TRUE NATIONAL BIRTHDAY

 

November 2, 2015

By Arthur H. Gunther III

ahgunther@yahoo.com

Election Day is Tuesday, Nov. 3, not a birthday “present” this year, but it has been often enough. In earlier times at a newspaper, I worked most birthday/election events. No complaints. Liked the job.

Not sure, though, if this year’s stable of candidates, and that might be an apt word given the field though it insults noble horses, will have us finding much to celebrate. For example, while the nation has had some awful presidents and national leaders, there also have been Heaven-given ones who led us through conflict, depressions and the national identity crisis that was the Civil War. That the debate for such high office, the highest one for us, could come to the mundane talking heads, outright falsehoods and race- and ethnic-baiting that we see in current primary lead-ups, means election time is not the holiday it ought to be.

July 4 may be our natal day, but our true birthday is Election Day or Primary Day, for that’s when optimism renews, thanks are given to time well served by those retiring good leaders, and hope is ready to leap come the day after the big vote.

This year does not include the presidential election, but the race to the primaries has been so drawn out and the rhetoric so banal and the substance so threadbare that the fear is even local/state contests on Nov. 3 won’t be well-attended.

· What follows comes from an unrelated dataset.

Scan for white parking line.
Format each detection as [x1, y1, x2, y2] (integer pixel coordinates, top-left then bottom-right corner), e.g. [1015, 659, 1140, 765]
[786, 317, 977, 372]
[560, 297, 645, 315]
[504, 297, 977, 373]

And that’s bad form. You should show up for the biggest birthday the U.S. has. So many countries don’t offer the privilege.

In my pea patch, local contests are mirrors of the national, with most renewing candidates hawking inflated records and challengers claiming they can make gold from dirt. Behind almost every contest in Rockland County, N.Y., is the shadow of excessive growth in a suburb just 20 miles north of New York City, expansion that today is geared to a religious bloc focused on its “needs.” It is an imbalance that threatens quality of life, the local treasuries and the costly infrastructure, and which fosters prejudice because this county, though it has a 200-year-plus history of diversity and tolerance, is not getting as good as it has given. Whatever blueprint there was for orderly development has been washed away in a grab for group expansion. Very few local candidates want to grasp this or seem to care. Many will win, serve a short time and probably move elsewhere with pensions. Not so for we locals who have our roots here, who want all to live  in balance, with mutual respect.

That’s in Rockland. But everywhere, of course, there are local issues, some complex, which may drive voters away from the polls.

In state contests, the electorate fears that special interests will negate their voice, so why come light a candle on the birthday cake? And with the middle class in continuing decline as greed makes a few — just a powerful few — bulge their pockets, who can afford a candle anyway?

Back when Nov. 4 was the occasional Election Day, I felt I had some of the biggest birthdays ever. I was photographing on the election, or editing copy about it or commenting on the results. It was so party-like, the atmosphere. It mattered not that no one knew it was an individual’s birthday. For me, I had a lot of people in the room, and it seemed like there was a really big cake with the heat of so many candles.

Hope our nation doesn’t forget its birthday this time, however depressing the voices. It’s the sort of day that begins a year ahead, with the hope, at least, of exceptional candidates for exceptional times. Might be a stale cake with a withered candle this 2015, though.